Monday, 20 February 2012

After having to endure some pious bleating

After having to endure some pious bleating from my counterpart Steve Wyn-Harris about how he’s never missed filing a column in 17 years, I think it’s only right and proper to explain my absence from last week’s edition of this august chronicle.

Indulge me, if you wil,l as I step back in time. My dear old mum once warned me the drink would eventually get me in trouble and so it came to pass when I had one or two too many at the Otago Sports Awards last winter. There was an auction for a trip for two to Auckland, including accommodation at Sky City, to attend the 2012 Halberg Awards. In the interests of raising money for disabled athletes, I raised my hand to kick the bidding along. No one followed suit and I was left wondering whether my tux still fitted!

But I justified the unintended expense with the promise of a glitzy night on the town for my lovely and long-suffering wife Penny. Fate again conspired when she had to pull out because she was taking our eldest daughter to Melbourne to attend the prestigious (with a price tag to match) Monash University.

So there you have it. The pressure of squeezing five days into a three day working week (don’t start me on the shambles that is Waitangi Day) and the prospect of having to raise a King’s ransom for Monash, meant I was time poor and financially impoverished for the week. Something had to give.

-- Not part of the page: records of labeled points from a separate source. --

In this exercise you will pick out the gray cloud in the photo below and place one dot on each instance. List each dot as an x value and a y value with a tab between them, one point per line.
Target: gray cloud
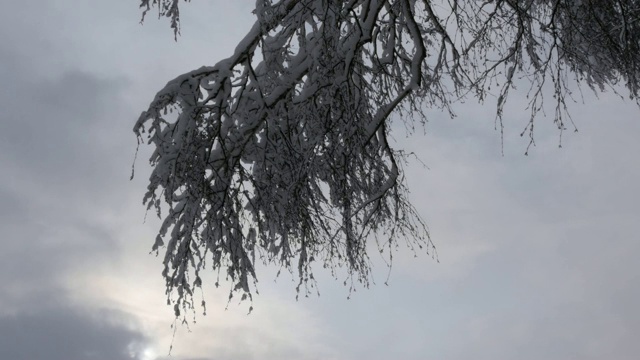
62	333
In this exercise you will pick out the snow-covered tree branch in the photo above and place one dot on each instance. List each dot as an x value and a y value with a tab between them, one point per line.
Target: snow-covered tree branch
280	153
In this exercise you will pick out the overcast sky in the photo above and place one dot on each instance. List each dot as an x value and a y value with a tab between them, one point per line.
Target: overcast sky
538	254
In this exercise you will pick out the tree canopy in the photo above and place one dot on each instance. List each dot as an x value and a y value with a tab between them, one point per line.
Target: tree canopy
280	153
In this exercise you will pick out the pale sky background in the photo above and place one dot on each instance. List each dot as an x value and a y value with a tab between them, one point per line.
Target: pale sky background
538	254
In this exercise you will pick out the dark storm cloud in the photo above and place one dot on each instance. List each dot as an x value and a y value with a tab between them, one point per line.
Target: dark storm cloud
63	333
54	169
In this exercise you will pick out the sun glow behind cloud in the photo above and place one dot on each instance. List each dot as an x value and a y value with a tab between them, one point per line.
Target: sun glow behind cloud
537	252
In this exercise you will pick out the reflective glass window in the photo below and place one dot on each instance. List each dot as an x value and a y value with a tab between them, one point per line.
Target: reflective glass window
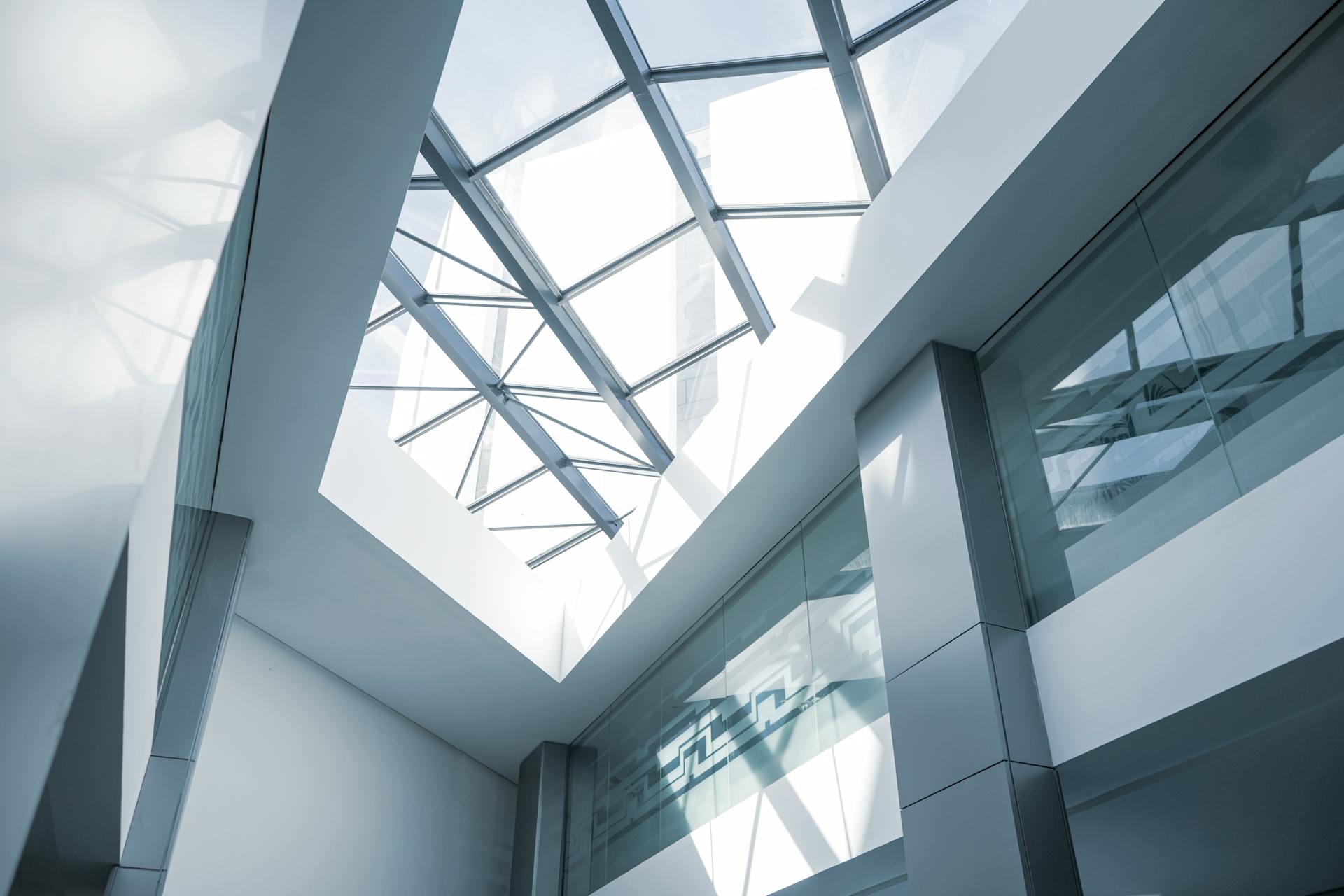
769	139
1191	352
522	64
694	31
1250	235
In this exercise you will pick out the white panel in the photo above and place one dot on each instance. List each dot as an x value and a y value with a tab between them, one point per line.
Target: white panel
307	785
147	587
397	501
1241	593
130	130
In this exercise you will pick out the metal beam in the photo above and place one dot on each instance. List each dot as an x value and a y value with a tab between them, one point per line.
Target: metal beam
549	130
479	202
409	292
854	99
486	500
386	317
761	66
625	260
690	358
906	20
680	158
794	210
438	419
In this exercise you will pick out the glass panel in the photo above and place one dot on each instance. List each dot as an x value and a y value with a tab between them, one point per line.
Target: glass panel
769	672
384	301
496	333
585	824
524	64
691	31
590	192
1105	441
502	458
400	410
913	77
402	354
1250	237
593	418
692	755
660	307
445	449
866	15
546	363
785	254
769	139
848	684
679	405
634	799
433	216
622	491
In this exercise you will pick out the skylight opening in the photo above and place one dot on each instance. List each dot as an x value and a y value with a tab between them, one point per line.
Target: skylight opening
598	232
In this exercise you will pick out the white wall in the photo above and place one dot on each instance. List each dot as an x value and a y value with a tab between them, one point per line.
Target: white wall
130	130
1241	593
838	805
147	593
307	785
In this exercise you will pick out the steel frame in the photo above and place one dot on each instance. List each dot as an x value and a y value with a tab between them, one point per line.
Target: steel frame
409	292
479	202
680	158
467	182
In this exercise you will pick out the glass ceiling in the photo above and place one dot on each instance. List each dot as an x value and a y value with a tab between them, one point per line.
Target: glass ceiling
610	200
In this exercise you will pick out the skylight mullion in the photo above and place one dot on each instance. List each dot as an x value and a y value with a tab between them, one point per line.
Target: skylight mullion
475	198
690	358
409	292
410	435
793	210
761	66
549	131
906	20
680	158
854	101
624	261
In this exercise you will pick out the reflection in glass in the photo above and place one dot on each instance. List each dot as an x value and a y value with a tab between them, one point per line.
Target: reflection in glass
1250	237
692	773
769	139
787	665
592	192
659	308
694	31
632	828
1191	352
785	254
913	77
524	64
678	405
1104	437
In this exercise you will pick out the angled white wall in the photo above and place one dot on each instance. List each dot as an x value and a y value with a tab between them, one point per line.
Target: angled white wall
307	785
130	131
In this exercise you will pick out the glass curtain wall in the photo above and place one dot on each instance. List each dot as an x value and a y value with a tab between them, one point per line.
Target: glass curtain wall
785	665
1193	351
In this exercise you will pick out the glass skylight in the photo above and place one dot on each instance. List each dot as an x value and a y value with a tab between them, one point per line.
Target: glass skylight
584	267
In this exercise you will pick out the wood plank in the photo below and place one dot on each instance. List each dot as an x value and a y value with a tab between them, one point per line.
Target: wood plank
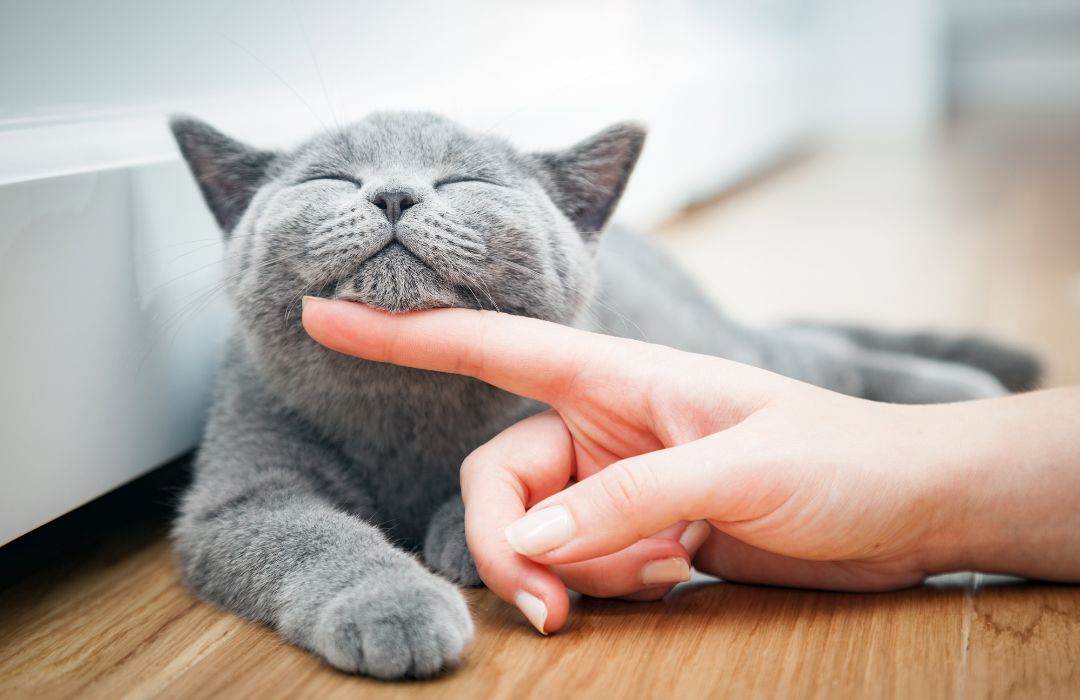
1025	642
126	628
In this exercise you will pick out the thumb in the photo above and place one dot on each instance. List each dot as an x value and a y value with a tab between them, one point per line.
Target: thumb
628	501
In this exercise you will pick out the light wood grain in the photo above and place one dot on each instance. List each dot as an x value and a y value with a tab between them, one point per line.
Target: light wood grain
977	233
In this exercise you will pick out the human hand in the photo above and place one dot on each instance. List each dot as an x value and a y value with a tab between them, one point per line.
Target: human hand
801	486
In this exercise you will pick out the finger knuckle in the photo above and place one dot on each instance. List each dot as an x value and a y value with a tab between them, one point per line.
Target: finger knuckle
624	487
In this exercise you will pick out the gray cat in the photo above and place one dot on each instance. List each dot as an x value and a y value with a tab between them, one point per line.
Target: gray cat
321	475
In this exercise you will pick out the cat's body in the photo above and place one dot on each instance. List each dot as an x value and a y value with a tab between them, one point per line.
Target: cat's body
320	473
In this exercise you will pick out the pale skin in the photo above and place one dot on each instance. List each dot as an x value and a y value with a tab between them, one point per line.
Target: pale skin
652	459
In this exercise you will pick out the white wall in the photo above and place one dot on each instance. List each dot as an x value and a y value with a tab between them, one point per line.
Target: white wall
880	67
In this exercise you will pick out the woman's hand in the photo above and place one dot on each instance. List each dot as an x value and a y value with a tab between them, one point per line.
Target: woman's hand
799	486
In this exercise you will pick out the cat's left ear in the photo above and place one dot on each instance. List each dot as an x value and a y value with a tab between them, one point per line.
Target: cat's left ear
586	180
228	172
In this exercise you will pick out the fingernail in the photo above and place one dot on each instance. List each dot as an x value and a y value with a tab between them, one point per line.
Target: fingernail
541	532
670	570
532	608
694	536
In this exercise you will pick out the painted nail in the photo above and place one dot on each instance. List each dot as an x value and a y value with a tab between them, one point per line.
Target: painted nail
670	570
694	536
541	532
532	608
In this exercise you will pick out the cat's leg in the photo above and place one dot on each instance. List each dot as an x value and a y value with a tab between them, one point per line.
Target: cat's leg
899	378
835	362
445	549
1017	369
262	533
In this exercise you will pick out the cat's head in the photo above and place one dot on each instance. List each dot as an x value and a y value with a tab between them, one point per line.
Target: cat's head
408	211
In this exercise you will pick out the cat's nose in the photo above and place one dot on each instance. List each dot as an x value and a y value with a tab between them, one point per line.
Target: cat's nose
393	203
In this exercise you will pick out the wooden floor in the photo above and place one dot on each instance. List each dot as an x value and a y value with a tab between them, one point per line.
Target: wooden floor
982	232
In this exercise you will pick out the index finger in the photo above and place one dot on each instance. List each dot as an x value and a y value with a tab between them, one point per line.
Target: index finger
526	357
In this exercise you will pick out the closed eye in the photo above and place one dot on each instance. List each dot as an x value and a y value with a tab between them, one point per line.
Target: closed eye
462	179
333	178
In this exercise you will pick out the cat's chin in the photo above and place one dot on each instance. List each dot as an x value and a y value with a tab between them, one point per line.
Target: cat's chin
400	305
395	280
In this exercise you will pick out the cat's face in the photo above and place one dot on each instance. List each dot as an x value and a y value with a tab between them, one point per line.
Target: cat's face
409	211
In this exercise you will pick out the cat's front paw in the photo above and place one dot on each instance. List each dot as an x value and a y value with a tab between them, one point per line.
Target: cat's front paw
395	629
445	549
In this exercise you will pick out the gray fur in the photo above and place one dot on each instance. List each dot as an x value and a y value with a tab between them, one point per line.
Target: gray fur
320	475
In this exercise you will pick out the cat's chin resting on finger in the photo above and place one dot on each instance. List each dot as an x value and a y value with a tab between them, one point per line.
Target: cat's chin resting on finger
321	478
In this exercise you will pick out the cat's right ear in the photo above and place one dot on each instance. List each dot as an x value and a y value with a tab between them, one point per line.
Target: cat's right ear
228	172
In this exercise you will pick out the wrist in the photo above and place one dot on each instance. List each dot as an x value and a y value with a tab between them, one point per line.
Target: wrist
1002	486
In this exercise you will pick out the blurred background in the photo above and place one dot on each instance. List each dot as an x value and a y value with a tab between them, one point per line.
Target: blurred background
900	163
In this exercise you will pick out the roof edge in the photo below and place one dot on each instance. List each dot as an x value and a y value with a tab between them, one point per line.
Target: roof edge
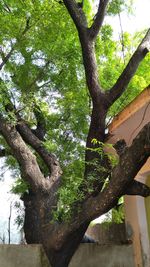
136	104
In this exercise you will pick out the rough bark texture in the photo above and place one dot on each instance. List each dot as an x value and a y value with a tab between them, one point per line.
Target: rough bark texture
61	239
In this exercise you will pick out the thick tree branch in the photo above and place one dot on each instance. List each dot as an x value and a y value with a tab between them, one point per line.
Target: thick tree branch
27	161
3	152
49	159
137	188
40	130
76	14
94	30
6	58
124	79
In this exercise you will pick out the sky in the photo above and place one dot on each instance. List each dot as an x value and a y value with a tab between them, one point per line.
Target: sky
139	21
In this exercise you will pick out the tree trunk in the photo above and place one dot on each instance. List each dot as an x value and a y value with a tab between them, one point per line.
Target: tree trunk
39	229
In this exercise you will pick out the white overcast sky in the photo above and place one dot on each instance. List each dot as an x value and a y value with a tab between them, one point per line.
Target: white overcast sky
139	21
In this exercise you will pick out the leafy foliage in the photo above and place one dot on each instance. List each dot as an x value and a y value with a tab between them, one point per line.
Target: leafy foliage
45	69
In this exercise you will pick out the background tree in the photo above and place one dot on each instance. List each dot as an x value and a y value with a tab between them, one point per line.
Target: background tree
54	97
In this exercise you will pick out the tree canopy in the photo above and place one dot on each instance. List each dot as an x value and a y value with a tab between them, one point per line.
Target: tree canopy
63	78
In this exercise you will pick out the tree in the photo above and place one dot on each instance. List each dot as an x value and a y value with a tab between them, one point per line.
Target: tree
38	37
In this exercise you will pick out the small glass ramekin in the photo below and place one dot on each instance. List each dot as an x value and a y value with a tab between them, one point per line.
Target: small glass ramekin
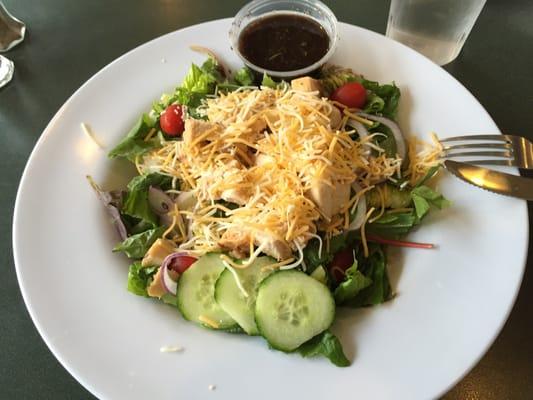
314	9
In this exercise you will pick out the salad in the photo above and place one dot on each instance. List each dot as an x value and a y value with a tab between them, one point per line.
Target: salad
261	206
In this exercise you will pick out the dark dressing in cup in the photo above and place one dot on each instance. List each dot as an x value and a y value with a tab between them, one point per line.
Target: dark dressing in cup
283	42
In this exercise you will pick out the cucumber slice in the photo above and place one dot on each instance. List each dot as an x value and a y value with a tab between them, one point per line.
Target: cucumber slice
231	298
320	275
291	308
195	294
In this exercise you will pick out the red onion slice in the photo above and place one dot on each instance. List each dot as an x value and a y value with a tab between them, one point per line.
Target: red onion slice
361	210
177	263
112	201
401	147
359	127
160	202
169	284
186	201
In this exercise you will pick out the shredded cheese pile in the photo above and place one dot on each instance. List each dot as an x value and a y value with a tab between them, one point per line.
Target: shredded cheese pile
269	151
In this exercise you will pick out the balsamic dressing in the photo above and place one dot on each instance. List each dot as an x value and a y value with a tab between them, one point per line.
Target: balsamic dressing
284	42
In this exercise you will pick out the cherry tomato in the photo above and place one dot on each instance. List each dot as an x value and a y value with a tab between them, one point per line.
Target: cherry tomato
352	95
171	120
181	263
341	262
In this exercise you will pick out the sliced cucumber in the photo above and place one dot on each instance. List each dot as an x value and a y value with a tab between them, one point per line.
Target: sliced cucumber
195	294
320	275
231	298
291	308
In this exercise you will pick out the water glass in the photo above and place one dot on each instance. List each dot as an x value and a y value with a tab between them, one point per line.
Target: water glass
436	28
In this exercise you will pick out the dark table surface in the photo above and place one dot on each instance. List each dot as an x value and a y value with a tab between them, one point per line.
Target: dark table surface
69	41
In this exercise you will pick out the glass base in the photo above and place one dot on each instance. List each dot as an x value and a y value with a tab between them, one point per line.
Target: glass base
6	71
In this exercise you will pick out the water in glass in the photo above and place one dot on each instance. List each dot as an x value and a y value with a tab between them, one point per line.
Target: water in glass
435	28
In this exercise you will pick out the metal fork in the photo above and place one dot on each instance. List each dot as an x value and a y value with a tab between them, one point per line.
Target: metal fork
509	150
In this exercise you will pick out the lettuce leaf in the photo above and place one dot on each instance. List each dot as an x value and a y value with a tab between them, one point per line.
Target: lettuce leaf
381	99
374	268
353	283
139	278
268	82
134	144
197	84
325	344
244	77
393	225
136	200
137	245
425	197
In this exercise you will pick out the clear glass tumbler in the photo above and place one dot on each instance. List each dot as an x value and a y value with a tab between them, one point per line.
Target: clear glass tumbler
436	28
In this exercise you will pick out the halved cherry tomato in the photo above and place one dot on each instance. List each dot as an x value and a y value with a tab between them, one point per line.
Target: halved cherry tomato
341	262
181	263
352	95
171	120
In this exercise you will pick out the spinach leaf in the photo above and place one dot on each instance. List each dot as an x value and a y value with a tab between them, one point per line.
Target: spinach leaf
313	258
429	174
374	268
244	77
139	278
136	200
325	344
268	82
381	99
137	245
134	144
393	225
353	283
211	66
389	95
424	197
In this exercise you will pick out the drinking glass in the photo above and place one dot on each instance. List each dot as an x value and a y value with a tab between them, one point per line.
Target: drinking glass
436	28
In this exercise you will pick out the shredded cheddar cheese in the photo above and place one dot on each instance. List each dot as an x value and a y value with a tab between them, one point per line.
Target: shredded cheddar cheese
274	155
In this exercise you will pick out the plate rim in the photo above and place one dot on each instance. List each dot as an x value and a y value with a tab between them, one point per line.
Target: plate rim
48	130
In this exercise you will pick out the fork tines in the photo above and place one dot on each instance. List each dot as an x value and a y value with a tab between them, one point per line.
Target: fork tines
504	149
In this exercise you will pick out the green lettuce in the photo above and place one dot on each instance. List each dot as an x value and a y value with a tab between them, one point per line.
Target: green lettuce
134	144
139	278
425	197
137	245
353	283
373	268
327	345
136	200
268	82
244	77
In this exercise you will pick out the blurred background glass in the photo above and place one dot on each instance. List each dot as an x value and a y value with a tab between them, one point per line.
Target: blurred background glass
436	28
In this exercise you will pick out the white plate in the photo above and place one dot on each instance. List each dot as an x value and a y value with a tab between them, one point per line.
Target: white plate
451	302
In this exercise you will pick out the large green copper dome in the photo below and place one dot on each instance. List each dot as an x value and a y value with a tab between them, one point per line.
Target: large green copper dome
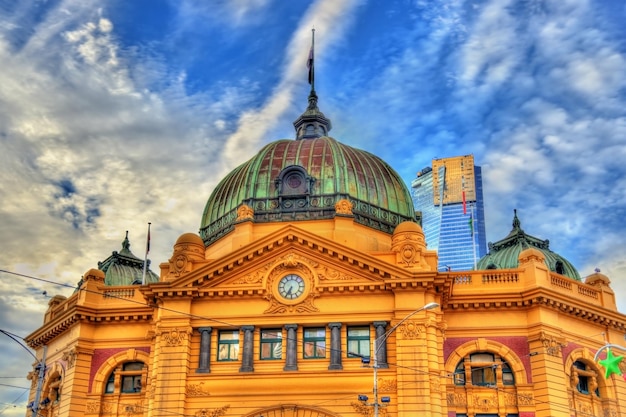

So it was off to the Halbergs without filing a column, albeit with my broadcasting colleague Lee Piper filling in for Penny. Because we’d paid handsomely to be there, the organizers were kind enough to sit us at a table with some sporting legends – namely the swashbuckling cricketer John R Reid and athletics legends Beatrice Faumuina and Alison Roe plus their respective partners. Thrown in for good measure was Andy Hay, these days sports editor at TVNZ, who’s coxed New Zealand rowing eights to two world championship gold medals and a Commonwealth Games bronze.

Unfortunately for Piper, who had his heart set on sitting beside Alison Roe, the great marathoner did not make the start line for the evening. However, her eleventh hour ring-in, David Kirk, there to present the Halberg to the All Blacks, was not a bad replacement. While Captain Kirk was quick to ditch Piper in search of greener conversational pastures with Beatrice’s blond partner, poor old J R Reid was sandwiched between his wife and me for the evening.

The unintentional highlight of the evening was the performance (or lack of) of celebrity co-host Rachel Hunter. The ill-conceived organizers foolishly chose to pair her with Sky’s Stephen McIvor to front the awards, a man at least six inches (15cm) her inferior. Unfortunately Rachel’s pair were also about six sizes too big for her dress which led to Jim Hopkins’ humorous quip that the former super model looked like “two-air bags looking for a car accident”.

Sadly, her wardrobe was not her only malfunction. She battled with the auto-cue as I would a 2 iron at St Andrews in a gale force wind. Her butchering of VC hero Willie Apiata’s name was so bad it was funny. Thankfully for our Rach, Vainga Tuigamala or Malili Muliaina were not on the list of celebrity presenters!

However, despite Rachel “train-wreck-waiting-to-happen” Hunter, the evening went off from a judging point of view without a hitch and without any controversy. Paralympian Sophie Pascoe is a stunning young athlete, Jacko Gill is on the verge of international greatness and Valerie Adams has already been there, done that. The dry-witted Graham Henry (a man the nation has really warmed to post-World Cup), the understated All Blacks and the humble Richie McCaw really deserved their day in the sun on a wonderful night.

And for a train-spotter, the opportunity to spend the evening listening to the 84 year old Reid regale tales of yonder sporting years was worth every cent I had unintentionally paid to attend the Oscars of New Zealand sport.